Güllaç yaprağı üretimi bir yılın tamamında yapılmaktadır. Fakat tüketiminin sıklıkla ramazan ayında olması, Osmanlı imparatorluğunda askerin iaşe ve ihtiyaçlarıyla yakından ilgilendiği bilinen, Fatih Sultan Mehmet tarafından özellikle ramazan dönemlerinde güllaç tatlısının sahur ve iftarlarda, sindiriminin hafifliği ve tok tutucu özelliği sonucu asker ocağı yeniçeri mutfağında yer almasını öğütlemesi neticesi olmuştur. Yılın sadece 1 ayında yoğun rağbet gören güllaç, diğer aylarda neredeyse ortadan usulca kaybolur ve bu aylarda asla bir ekonomik faaliyete konu olmaz. Üretim için yeterli nakit akışının dengesiz ve yetersiz olması, lojistik ve depolama ihtiyaçlarının artmasına ve her türlü olumsuz ekonomik gelişmeye karşı kurumu kırılgan ve zayıf kılar. Yani ekonomik açıdan, Güllaç üretimi pek de anlamlı değildir. Sabır ve mütevazilikle sürdürülmesi gerekir.
“Tavaya dökülen aslında bir hamur değil, bir tarih, bir mücadele, gelenek ve sanattır.”
“Güllaç zariftir, beyaz, sade ve mütevazidir. Kırılgan değildir. Beklemeyi ve ihtiyacınız olduğunda karşınıza çıkmayı sever.”
Güllaç beyazı hileyi, samimiyetsizliği, ona temas edenlerin niyetini hemen ortaya çıkarır. Ortamın kokusunu, nemini tüm olumsuz şartları hissettirecek kadar narin ve temizdir. Ailede Güllaç, mıcır ateşinde pişirilmeye başlanmadan evvel ocağın köşelerine “pirin hediyesi “olarak birer tutam un, şeker, tuz atılır ve işe öyle başlanır. Güllaç dualı bir tatlıdır üç ihlas, bir Fatiha ile pişer.
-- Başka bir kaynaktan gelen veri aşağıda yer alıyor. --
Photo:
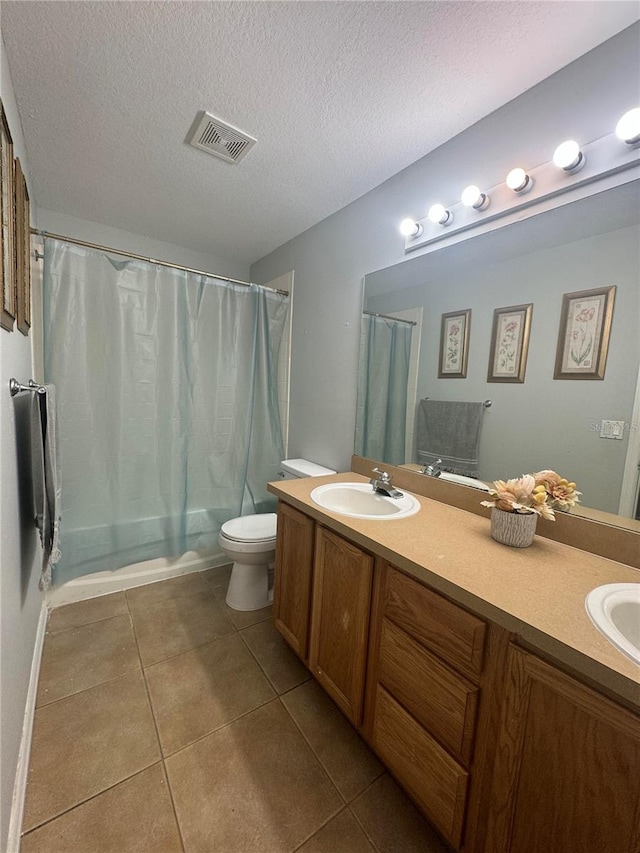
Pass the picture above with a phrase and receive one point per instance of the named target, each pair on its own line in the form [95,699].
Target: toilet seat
[260,527]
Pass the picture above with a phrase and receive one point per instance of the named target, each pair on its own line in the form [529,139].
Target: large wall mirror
[540,422]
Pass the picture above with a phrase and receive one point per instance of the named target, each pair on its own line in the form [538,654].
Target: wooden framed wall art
[23,252]
[583,337]
[510,343]
[7,226]
[454,344]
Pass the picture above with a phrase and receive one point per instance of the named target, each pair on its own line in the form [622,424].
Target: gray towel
[46,484]
[450,430]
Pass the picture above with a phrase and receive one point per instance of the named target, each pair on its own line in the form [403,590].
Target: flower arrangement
[539,493]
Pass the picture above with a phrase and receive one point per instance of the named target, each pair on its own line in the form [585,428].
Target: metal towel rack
[487,403]
[16,388]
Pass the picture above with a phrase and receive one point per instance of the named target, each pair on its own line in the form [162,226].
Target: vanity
[470,668]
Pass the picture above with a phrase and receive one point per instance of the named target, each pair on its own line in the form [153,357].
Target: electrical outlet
[612,429]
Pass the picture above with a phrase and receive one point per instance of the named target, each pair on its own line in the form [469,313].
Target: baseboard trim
[22,768]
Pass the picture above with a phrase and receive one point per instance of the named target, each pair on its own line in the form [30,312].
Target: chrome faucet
[433,470]
[382,484]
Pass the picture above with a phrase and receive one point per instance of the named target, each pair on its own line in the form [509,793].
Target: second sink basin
[358,500]
[615,610]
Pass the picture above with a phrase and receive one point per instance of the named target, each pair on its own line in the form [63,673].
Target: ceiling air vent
[220,139]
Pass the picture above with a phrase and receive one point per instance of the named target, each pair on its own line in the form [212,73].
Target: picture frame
[23,251]
[454,344]
[584,333]
[7,226]
[510,343]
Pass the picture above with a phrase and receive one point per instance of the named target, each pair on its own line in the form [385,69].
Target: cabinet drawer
[437,697]
[430,775]
[448,630]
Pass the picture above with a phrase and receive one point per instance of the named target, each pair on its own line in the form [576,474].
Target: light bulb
[410,228]
[473,197]
[568,156]
[628,128]
[519,181]
[439,215]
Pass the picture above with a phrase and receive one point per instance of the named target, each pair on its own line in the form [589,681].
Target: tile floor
[168,723]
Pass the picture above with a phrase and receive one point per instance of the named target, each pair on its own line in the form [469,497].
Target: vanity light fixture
[628,128]
[569,157]
[473,197]
[439,215]
[519,181]
[410,228]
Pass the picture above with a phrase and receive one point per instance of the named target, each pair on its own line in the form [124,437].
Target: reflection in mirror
[542,422]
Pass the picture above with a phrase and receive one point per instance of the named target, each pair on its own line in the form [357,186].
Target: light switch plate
[612,429]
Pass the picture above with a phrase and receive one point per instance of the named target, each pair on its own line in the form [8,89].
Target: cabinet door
[566,775]
[340,620]
[293,575]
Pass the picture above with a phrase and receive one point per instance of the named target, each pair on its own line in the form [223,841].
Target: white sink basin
[615,610]
[358,500]
[461,480]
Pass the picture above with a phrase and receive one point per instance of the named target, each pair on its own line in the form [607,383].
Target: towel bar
[16,388]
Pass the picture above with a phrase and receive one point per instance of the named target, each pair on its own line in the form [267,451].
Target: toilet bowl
[250,541]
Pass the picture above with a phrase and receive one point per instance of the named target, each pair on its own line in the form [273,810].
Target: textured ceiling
[340,95]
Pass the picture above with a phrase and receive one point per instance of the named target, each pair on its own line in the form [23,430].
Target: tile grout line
[357,819]
[220,728]
[361,825]
[84,624]
[263,670]
[85,689]
[88,799]
[155,726]
[317,757]
[320,828]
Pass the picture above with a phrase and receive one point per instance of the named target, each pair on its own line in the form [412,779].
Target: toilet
[250,541]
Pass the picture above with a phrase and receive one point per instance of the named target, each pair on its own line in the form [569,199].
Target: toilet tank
[291,468]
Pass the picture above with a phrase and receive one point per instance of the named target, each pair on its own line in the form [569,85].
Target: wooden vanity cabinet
[342,582]
[502,751]
[425,663]
[293,577]
[567,770]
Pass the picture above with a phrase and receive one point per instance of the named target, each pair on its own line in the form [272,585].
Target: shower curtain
[167,405]
[383,375]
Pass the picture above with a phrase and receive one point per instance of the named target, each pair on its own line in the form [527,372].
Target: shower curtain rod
[150,260]
[389,317]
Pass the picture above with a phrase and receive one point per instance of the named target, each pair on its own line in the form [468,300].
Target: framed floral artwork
[7,226]
[23,252]
[510,343]
[583,337]
[454,344]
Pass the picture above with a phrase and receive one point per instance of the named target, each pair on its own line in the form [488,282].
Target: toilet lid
[251,528]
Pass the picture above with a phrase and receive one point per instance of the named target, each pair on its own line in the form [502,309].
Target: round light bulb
[568,156]
[439,215]
[628,128]
[410,228]
[519,181]
[473,197]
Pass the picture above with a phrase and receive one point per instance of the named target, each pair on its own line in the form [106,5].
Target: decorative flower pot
[513,528]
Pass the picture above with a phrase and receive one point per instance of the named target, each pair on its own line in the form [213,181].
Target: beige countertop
[536,592]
O yüzden Güllaç; ailedir, millettir, devlettir, gelenektir, sanattır velhasıl yaşamdır. Ve işte yine bu sebeplerden, Saffet Abdullah’ı salt, eski bir ticari kurum veya faaliyeti anlatır gibi anlatmak mümkün değildir. Güllacı ve Saffet Abdullah’ı anlatmak için onun içinden çıktığı insanları, mahalleyi, geleneksel yaşam biçimini ve toplumu anlatmak ve yaşamak gerekir.
Mütevazidir, karlılık kavramından uzaklarda, yeterlilik, sadelik ve sabır gerektirir.
Bu yüzden, bu envanterde eski bir kurum ve objelerden çok tarihsel bir süreci ve yaşam kültürünü bulacaksınız.